Dalam melaksanakan tugasnya auditor seringkali dihadapkan dengan berbagai
macam situasi. Menurut Shaub dan Lawrence (1996) contoh situasi audit seperti related party
transaction, hubungan pertemanan yang dekat antara auditor dengan klien, klien yang diaudit
adalah orang yang memiliki kekuasaan kuat di suatu perusahaan akan mempengaruhi
skeptisisme profesional auditor dalam memberikan opini yang tepat. Auditor sebagai profesi
yang dituntut atas opini atas laporan keuangan perlu menjaga sikap profesionalnya. Untuk
menjaga profesionalisme auditor perlu disusun etika profesional. Etika profesional
dibutuhkan oleh auditor untuk menjaga kepercayaan masyarakat terhadap mutu audit.
Pengembangan kesadaran etis memainkan peranan kunci dalam semua area profesi akuntan,
termasuk dalam melatih sikap skeptisisme profesional auditor (Louwers,1997). Menurut
Budiman (2001) sebagai auditor profesional, harus memiliki moral yang baik, jujur, obyektif,
dan transparan. Hal ini membuktikan bahwa etika menjadi faktor penting bagi auditor dalam
melaksanakan proses audit yang hasilnya adalah opini atas laporan keuangan.
Faktor lain yang mempengaruhi skeptisisme profesional auditor adalah gender.

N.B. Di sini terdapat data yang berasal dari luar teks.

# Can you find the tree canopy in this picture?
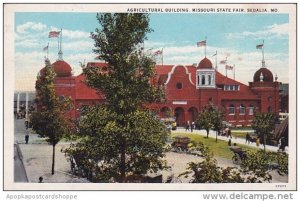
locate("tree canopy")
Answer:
[68,13,168,182]
[31,59,71,174]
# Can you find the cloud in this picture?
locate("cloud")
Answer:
[50,26,90,39]
[17,22,47,34]
[63,39,94,52]
[226,23,289,39]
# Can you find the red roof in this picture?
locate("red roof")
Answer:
[80,62,259,100]
[197,57,212,68]
[86,62,107,68]
[52,61,72,77]
[155,65,174,75]
[75,74,104,100]
[253,68,273,82]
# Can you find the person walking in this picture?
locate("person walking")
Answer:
[228,129,232,138]
[246,133,251,144]
[256,138,260,147]
[185,121,190,131]
[191,122,195,132]
[25,133,29,144]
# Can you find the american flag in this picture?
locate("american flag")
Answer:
[256,44,264,49]
[220,60,226,64]
[49,31,60,38]
[43,43,49,51]
[225,65,233,70]
[154,50,162,56]
[197,40,206,47]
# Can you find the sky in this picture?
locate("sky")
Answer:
[14,12,289,91]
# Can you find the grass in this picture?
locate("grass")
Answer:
[171,132,258,159]
[231,131,247,139]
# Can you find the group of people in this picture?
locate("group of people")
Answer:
[185,121,195,132]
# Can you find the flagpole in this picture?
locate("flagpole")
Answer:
[161,48,164,66]
[216,50,218,70]
[204,36,207,58]
[225,57,227,77]
[233,64,235,80]
[262,40,265,68]
[60,28,62,51]
[47,42,49,59]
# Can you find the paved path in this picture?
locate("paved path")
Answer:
[14,119,89,183]
[172,128,288,153]
[14,144,28,183]
[15,120,287,183]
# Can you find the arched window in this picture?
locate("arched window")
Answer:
[268,96,272,102]
[201,75,205,85]
[249,104,254,115]
[268,106,272,112]
[176,82,182,89]
[229,104,235,115]
[240,104,245,115]
[208,75,211,85]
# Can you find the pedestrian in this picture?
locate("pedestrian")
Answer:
[256,138,260,147]
[279,137,285,151]
[185,121,190,131]
[228,129,232,138]
[191,122,195,132]
[246,133,251,144]
[25,133,29,144]
[228,138,231,146]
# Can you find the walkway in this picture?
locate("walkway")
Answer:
[14,119,89,183]
[172,128,288,153]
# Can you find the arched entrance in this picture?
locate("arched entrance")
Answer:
[188,107,198,122]
[175,107,185,126]
[160,106,173,118]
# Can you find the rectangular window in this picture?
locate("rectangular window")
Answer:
[249,107,254,115]
[229,107,235,115]
[240,107,245,115]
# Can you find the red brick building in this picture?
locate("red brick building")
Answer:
[37,57,281,126]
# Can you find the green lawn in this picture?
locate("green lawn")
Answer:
[171,132,257,159]
[231,131,247,139]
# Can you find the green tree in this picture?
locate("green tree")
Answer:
[195,106,213,138]
[31,59,71,174]
[66,13,168,182]
[211,108,224,142]
[252,113,276,151]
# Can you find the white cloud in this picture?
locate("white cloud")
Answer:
[50,26,90,39]
[17,22,47,34]
[63,40,94,52]
[226,23,289,39]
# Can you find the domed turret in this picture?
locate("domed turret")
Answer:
[52,60,72,77]
[197,57,212,69]
[253,68,274,82]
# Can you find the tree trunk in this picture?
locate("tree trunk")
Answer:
[264,134,267,152]
[120,138,126,183]
[51,144,55,175]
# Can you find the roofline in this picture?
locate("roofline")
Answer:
[165,65,196,86]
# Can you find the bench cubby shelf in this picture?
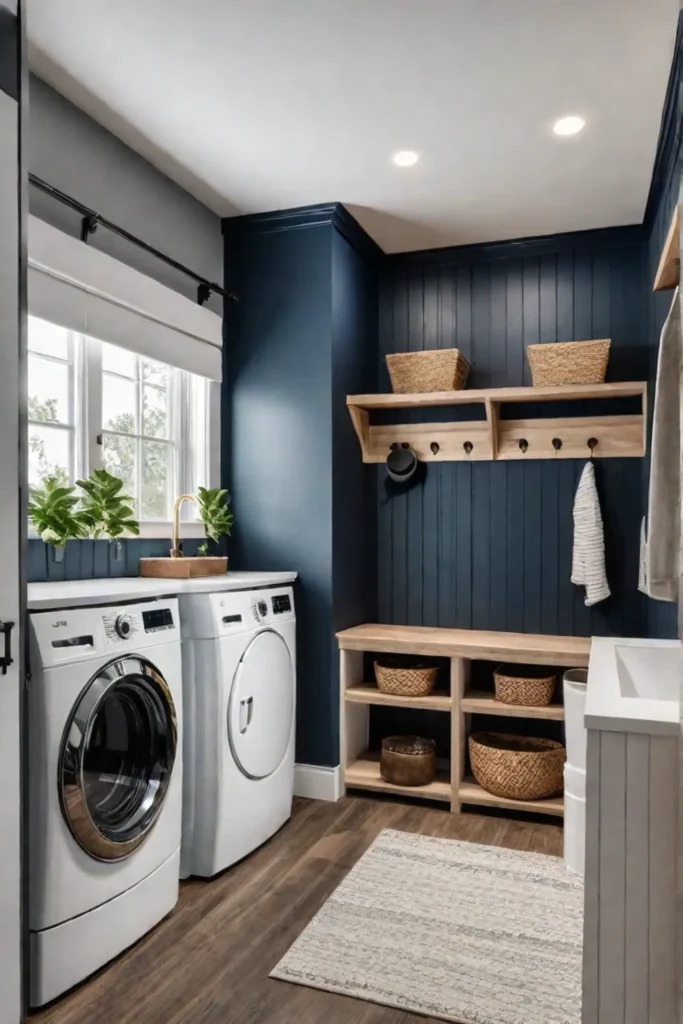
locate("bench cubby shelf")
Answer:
[346,381,647,463]
[337,625,591,816]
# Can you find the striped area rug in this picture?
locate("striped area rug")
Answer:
[270,829,583,1024]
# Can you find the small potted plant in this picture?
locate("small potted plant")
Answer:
[29,476,88,561]
[76,469,140,558]
[197,487,234,555]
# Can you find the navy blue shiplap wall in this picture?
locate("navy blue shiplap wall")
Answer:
[377,227,648,636]
[222,207,379,765]
[643,19,683,638]
[27,540,202,583]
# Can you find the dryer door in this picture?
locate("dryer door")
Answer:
[58,655,177,860]
[227,630,294,778]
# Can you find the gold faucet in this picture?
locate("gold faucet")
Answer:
[171,495,197,558]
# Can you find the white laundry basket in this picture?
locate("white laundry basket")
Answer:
[563,669,588,874]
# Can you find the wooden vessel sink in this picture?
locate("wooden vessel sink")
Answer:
[140,555,227,580]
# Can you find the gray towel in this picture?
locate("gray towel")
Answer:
[571,462,609,606]
[641,288,681,601]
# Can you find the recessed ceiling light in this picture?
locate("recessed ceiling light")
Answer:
[392,150,420,167]
[553,114,586,135]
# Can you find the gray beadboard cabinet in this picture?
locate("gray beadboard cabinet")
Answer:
[583,728,679,1024]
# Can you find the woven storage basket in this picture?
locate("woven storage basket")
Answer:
[469,732,566,800]
[494,665,555,708]
[526,338,610,387]
[375,659,438,697]
[386,348,470,394]
[380,736,436,785]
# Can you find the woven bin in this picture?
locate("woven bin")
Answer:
[526,338,610,387]
[380,736,436,785]
[375,660,438,697]
[386,348,470,394]
[469,732,566,800]
[494,665,555,708]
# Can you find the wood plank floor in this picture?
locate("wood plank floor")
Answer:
[31,797,562,1024]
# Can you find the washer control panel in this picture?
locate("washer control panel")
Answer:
[142,608,174,633]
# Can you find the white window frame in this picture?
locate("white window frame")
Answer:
[29,321,220,541]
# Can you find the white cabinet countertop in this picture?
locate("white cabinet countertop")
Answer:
[28,572,297,611]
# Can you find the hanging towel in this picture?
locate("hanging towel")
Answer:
[571,462,609,607]
[641,288,681,601]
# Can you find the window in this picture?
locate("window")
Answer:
[29,316,79,486]
[29,316,217,522]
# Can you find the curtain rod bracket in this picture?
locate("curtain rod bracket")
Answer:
[81,213,97,245]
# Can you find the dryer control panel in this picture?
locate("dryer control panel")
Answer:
[180,587,294,640]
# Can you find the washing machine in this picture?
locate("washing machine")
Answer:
[29,599,182,1007]
[179,587,296,878]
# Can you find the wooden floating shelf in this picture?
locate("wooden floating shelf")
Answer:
[337,623,591,669]
[344,683,453,712]
[346,381,647,463]
[344,754,452,804]
[458,776,564,817]
[652,207,681,292]
[460,690,564,722]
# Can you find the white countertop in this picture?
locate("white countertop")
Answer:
[585,637,681,736]
[28,572,297,611]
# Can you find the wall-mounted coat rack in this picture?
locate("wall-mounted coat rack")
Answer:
[346,381,647,462]
[652,207,681,292]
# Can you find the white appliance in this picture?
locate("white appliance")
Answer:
[563,669,588,874]
[179,587,296,878]
[29,598,182,1007]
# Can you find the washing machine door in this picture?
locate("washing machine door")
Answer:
[58,655,178,860]
[227,630,294,778]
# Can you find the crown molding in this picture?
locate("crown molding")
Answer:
[221,203,384,260]
[385,224,644,266]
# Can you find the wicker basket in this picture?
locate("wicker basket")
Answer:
[386,348,470,394]
[526,338,610,387]
[494,665,555,708]
[469,732,566,800]
[375,659,438,697]
[380,736,436,785]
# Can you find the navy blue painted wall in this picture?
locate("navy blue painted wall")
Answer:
[377,228,648,636]
[643,19,683,638]
[223,208,377,765]
[332,230,378,663]
[27,540,202,583]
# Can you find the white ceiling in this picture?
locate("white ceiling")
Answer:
[28,0,679,252]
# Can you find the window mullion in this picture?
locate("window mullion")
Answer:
[80,336,103,476]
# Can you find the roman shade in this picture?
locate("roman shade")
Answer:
[29,216,222,381]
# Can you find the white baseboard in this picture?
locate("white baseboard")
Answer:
[294,764,342,802]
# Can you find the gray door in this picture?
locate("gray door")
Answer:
[0,0,26,1024]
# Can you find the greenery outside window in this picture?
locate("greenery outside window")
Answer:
[29,316,211,536]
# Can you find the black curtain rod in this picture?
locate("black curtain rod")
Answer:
[29,174,240,305]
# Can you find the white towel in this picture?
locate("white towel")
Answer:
[641,289,682,601]
[571,462,609,607]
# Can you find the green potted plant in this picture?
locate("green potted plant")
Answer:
[76,469,140,557]
[197,487,234,555]
[29,476,88,561]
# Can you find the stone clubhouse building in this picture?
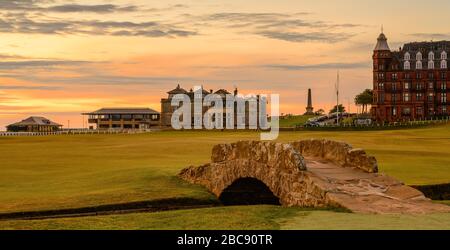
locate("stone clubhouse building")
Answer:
[83,108,160,130]
[371,33,450,122]
[6,116,62,132]
[161,84,261,128]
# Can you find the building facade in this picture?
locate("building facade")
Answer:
[6,116,62,132]
[371,33,450,122]
[83,108,160,130]
[161,84,260,128]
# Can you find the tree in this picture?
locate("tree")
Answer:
[330,104,345,114]
[355,89,373,113]
[315,109,325,115]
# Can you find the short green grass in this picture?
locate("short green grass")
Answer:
[0,125,450,212]
[0,205,450,230]
[280,115,315,128]
[0,125,450,228]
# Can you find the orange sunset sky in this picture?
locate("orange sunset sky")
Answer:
[0,0,450,130]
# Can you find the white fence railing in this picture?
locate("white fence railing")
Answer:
[0,129,157,136]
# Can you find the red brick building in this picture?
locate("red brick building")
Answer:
[371,33,450,122]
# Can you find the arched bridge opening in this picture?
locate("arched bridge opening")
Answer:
[219,178,281,206]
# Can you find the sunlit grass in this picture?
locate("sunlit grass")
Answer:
[0,125,450,212]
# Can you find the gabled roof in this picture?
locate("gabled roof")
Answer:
[374,33,391,51]
[214,89,230,95]
[8,116,62,127]
[167,84,188,95]
[83,108,159,115]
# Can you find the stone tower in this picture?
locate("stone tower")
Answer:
[305,89,314,115]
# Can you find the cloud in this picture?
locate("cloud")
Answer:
[0,0,140,14]
[0,13,198,38]
[257,31,354,43]
[46,4,139,13]
[0,60,90,70]
[409,33,450,40]
[0,85,62,90]
[261,62,372,71]
[194,12,362,43]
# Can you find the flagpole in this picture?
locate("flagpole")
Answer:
[335,70,339,126]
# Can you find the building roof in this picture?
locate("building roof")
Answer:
[8,116,62,127]
[83,108,159,115]
[374,33,391,51]
[214,89,230,95]
[167,84,188,95]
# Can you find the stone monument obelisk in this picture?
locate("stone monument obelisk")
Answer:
[305,89,314,115]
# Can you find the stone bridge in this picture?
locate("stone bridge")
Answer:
[179,140,450,213]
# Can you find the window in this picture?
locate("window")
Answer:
[403,108,411,115]
[416,51,422,61]
[404,82,410,90]
[416,93,423,101]
[416,61,422,69]
[416,82,422,90]
[403,61,411,70]
[416,107,423,115]
[404,52,411,61]
[403,93,410,102]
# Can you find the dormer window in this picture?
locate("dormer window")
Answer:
[416,52,422,61]
[404,52,411,61]
[416,60,422,69]
[428,51,434,61]
[403,61,411,70]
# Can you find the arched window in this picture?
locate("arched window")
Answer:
[404,52,411,61]
[428,60,434,69]
[428,51,434,61]
[403,61,411,70]
[416,61,422,69]
[416,51,422,61]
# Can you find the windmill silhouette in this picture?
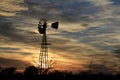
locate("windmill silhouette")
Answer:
[38,19,59,74]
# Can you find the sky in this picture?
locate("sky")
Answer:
[0,0,120,72]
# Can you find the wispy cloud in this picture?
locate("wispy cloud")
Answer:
[0,0,120,72]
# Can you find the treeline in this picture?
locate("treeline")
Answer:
[0,66,120,80]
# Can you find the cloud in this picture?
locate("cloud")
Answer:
[0,58,30,69]
[0,0,120,72]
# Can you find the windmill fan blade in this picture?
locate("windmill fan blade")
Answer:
[51,22,59,29]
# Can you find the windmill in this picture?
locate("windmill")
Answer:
[38,19,59,74]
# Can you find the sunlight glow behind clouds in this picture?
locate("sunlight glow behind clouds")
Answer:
[0,0,120,72]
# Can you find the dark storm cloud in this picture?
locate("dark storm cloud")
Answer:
[0,57,30,68]
[0,16,36,43]
[21,0,101,22]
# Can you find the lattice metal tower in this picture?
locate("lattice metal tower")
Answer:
[38,20,58,73]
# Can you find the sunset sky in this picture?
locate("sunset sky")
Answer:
[0,0,120,72]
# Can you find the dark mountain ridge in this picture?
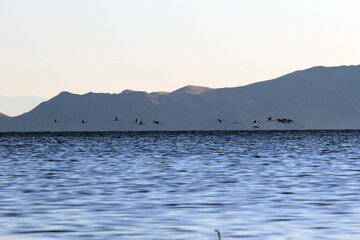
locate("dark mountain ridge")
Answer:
[0,66,360,131]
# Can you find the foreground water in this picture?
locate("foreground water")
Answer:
[0,131,360,240]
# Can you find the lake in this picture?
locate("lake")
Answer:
[0,131,360,240]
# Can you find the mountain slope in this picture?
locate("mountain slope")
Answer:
[0,66,360,131]
[0,96,45,116]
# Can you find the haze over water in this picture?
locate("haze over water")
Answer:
[0,131,360,240]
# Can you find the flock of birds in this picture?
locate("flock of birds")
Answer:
[52,117,294,129]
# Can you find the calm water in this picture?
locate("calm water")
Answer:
[0,131,360,240]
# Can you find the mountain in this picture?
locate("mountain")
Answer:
[0,96,45,116]
[0,66,360,131]
[0,113,9,118]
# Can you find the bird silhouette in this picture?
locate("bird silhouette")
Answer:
[113,117,121,122]
[214,229,221,240]
[52,118,60,123]
[215,118,224,123]
[153,120,164,125]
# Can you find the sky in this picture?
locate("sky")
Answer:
[0,0,360,98]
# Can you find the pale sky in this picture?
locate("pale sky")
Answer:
[0,0,360,98]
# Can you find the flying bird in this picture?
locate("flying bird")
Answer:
[113,117,121,122]
[52,118,60,123]
[214,229,221,240]
[153,120,164,125]
[215,118,224,123]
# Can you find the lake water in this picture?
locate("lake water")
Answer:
[0,131,360,240]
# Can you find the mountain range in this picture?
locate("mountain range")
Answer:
[0,66,360,132]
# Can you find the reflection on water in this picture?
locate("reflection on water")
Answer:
[0,131,360,240]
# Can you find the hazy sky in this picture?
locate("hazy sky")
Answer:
[0,0,360,98]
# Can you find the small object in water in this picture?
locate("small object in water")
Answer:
[214,229,221,240]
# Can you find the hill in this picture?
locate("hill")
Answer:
[0,96,45,116]
[0,66,360,131]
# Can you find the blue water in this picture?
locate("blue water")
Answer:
[0,131,360,240]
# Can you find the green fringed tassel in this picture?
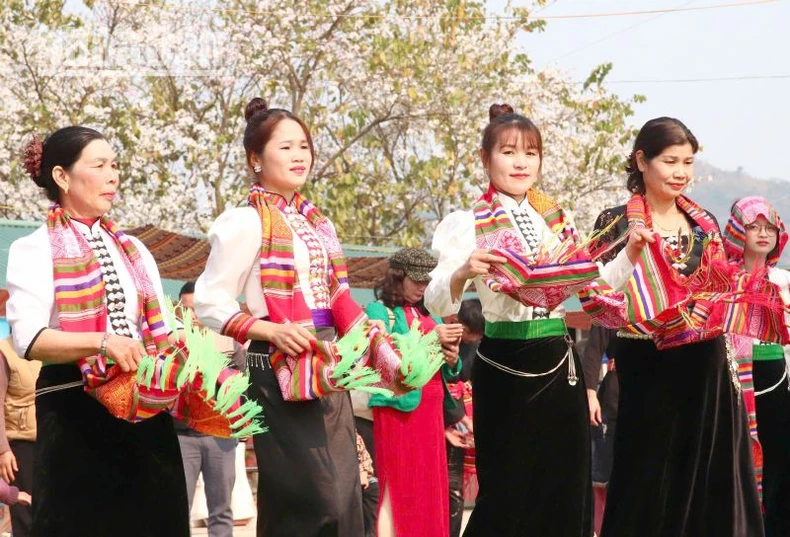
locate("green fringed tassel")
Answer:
[332,325,372,380]
[228,399,269,438]
[330,324,392,395]
[392,321,444,389]
[163,306,268,438]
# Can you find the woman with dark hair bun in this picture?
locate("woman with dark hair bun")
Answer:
[583,117,763,537]
[195,98,438,537]
[425,104,641,537]
[723,196,790,537]
[7,126,189,537]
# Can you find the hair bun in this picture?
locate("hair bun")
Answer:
[244,97,269,121]
[488,103,515,121]
[22,134,44,184]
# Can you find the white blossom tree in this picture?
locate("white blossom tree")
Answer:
[0,0,644,244]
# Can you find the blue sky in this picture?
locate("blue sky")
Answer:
[488,0,790,180]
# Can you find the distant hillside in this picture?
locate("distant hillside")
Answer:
[689,161,790,268]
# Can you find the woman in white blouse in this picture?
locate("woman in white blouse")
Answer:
[195,98,364,537]
[425,105,644,537]
[7,127,189,537]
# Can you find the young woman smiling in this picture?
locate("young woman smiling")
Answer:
[425,105,644,537]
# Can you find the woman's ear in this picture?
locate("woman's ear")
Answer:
[52,166,69,194]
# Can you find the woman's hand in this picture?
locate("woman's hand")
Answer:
[0,449,19,485]
[435,323,464,367]
[625,227,656,265]
[453,250,507,281]
[267,323,315,356]
[105,334,146,373]
[587,389,601,426]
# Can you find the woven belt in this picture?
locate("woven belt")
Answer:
[485,319,568,340]
[617,330,650,340]
[752,343,785,362]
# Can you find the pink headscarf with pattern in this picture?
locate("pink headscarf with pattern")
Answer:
[722,196,788,267]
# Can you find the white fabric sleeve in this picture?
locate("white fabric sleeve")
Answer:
[425,211,477,317]
[195,207,261,333]
[598,248,634,290]
[127,235,175,332]
[6,228,55,357]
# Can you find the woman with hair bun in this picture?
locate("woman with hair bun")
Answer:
[425,104,641,537]
[7,126,189,537]
[195,98,439,537]
[596,117,763,537]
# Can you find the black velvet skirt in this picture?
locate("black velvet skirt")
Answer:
[464,337,592,537]
[32,364,189,537]
[248,341,365,537]
[601,338,763,537]
[754,360,790,537]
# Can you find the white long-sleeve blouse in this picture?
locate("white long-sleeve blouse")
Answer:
[195,205,329,333]
[425,195,634,322]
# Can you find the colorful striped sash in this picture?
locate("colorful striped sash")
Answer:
[47,204,261,437]
[473,186,599,310]
[579,195,788,349]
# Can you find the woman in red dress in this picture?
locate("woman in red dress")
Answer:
[366,248,463,537]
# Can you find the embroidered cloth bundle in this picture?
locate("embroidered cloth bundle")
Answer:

Gender diartikan sebagai perbedaan yang tampak antara pria dan wanita dilihat dari segi nilai
dan tingkah laku (Webster’s New World Dictionary, 2008). Menurut Zulaikha (2006) sejak
tahun 1975, PBB (Perserikatan Bangsa-Bangsa) telah menetapkan suatu dekade wanita yakni
dasa warsa wanita (1975-1985). Sejak saat itu dunia mulai menyoroti peranan wanita, baik
bagi dunia maju maupun dunia berkembang. Seiring dengan berkembangnya waktu, sekarang
ini profesi auditor tidak hanya digeluti oleh pria. Banyak wanita yang kini menjadi auditor.
4
Sistem informasi, etika dan auditing
Menurut Robbins (2006) antara pria dan wanita berbeda pada reaksi emosional dan
kemampuan membaca orang lain. Wanita menunjukkan ungkapan emosi yang lebih besar
daripada pria, mereka mengalami emosi yang lebih hebat, mereka menampilkan ekspresi dari
emosi baik yang positif maupun negatif, kecuali kemarahan. Wanita lebih baik dalam
membaca isyarat-isyarat non verbal dibandingkan pria. Perbedaan sifat tersebut diantara
keduanya mempengaruhi skeptisisme profesionalnya sebagai auditor untuk memberikan opini
atas laporan keuangan. Hal ini diperkuat dengan hasil penelitian Fullerton (2005) yang
menunjukkan bahwa internal auditor wanita rata-rata lebih skeptis dibandingkan dengan
internal auditor pria.
Penelitian yang berhubungan dengan skeptisisme profesional dan ketepatan
pemberian opini auditor belum banyak diteliti, diantaranya Gusti dan Ali (2008) serta
Suraida (2005). Dari hasil penelitian yang dilakukan oleh Suraida (2005) ditemukan bahwa
terdapat pengaruh yang kuat antara skeptisisme profesional auditor terhadap ketepatan
pemberian opini auditor oleh akuntan publik. Keempat variabel yakni situasi audit, etika,
pengalaman, dan keahlian audit memiliki pengaruh yang kuat terhadap ketepatan pemberian
opini auditor oleh akuntan publik. Namun demikian, menurut hasil penelitian dari Gusti
(2008) ditemukan bukti bahwa hanya variabel situasi audit dan skeptisime profesional auditor
yang berpengaruh terhadap ketepatan pemberian opini auditor oleh akuntan publik. Penelitian
mengenai skeptisisme menarik karena adanya research gap dan masih sedikitnya penelitian
dengan topik tersebut.
Berdasarkan penjelasan di atas, maka tujuan dilakukannya penelitian ini adalah :
(1) menguji dan memberikan bukti mengenai pengaruh pengalaman, keahlian, situasi audit,
etika dan gender terhadap ketepatan pemberian opini auditor. (2) menguji dan memberikan
bukti empiris pengaruh pengalaman, keahlian, situasi audit, etika dan gender terhadap
ketepatan pemberian opini auditor melalui skeptisisme profesional auditor. Adapun manfaat
5
Sistem informasi, etika dan auditing
dari penelitian ini bagi akademisi diharapkan untuk mengembangkan ilmu perilaku terutama
audit, bagi praktisi dipakai sebagai acuan untuk meningkatkan keahlian dalam melakukan
audit.
TELAAH PUSTAKA
Teori Disonansi Kognitif
Pada dasarnya manusia bersifat konsisten dan akan cenderung mengambil sikap-
sikap yang tidak bertentangan satu sama lain, serta menghindari melakukan tindakan yang
tidak sesuai dengan sikapnya. Namun demikian, dalam kenyataannya manusia seringkali
terpaksa harus melakukan perilaku yang tidak sesuai dengan sikapnya (Noviyanti,2008).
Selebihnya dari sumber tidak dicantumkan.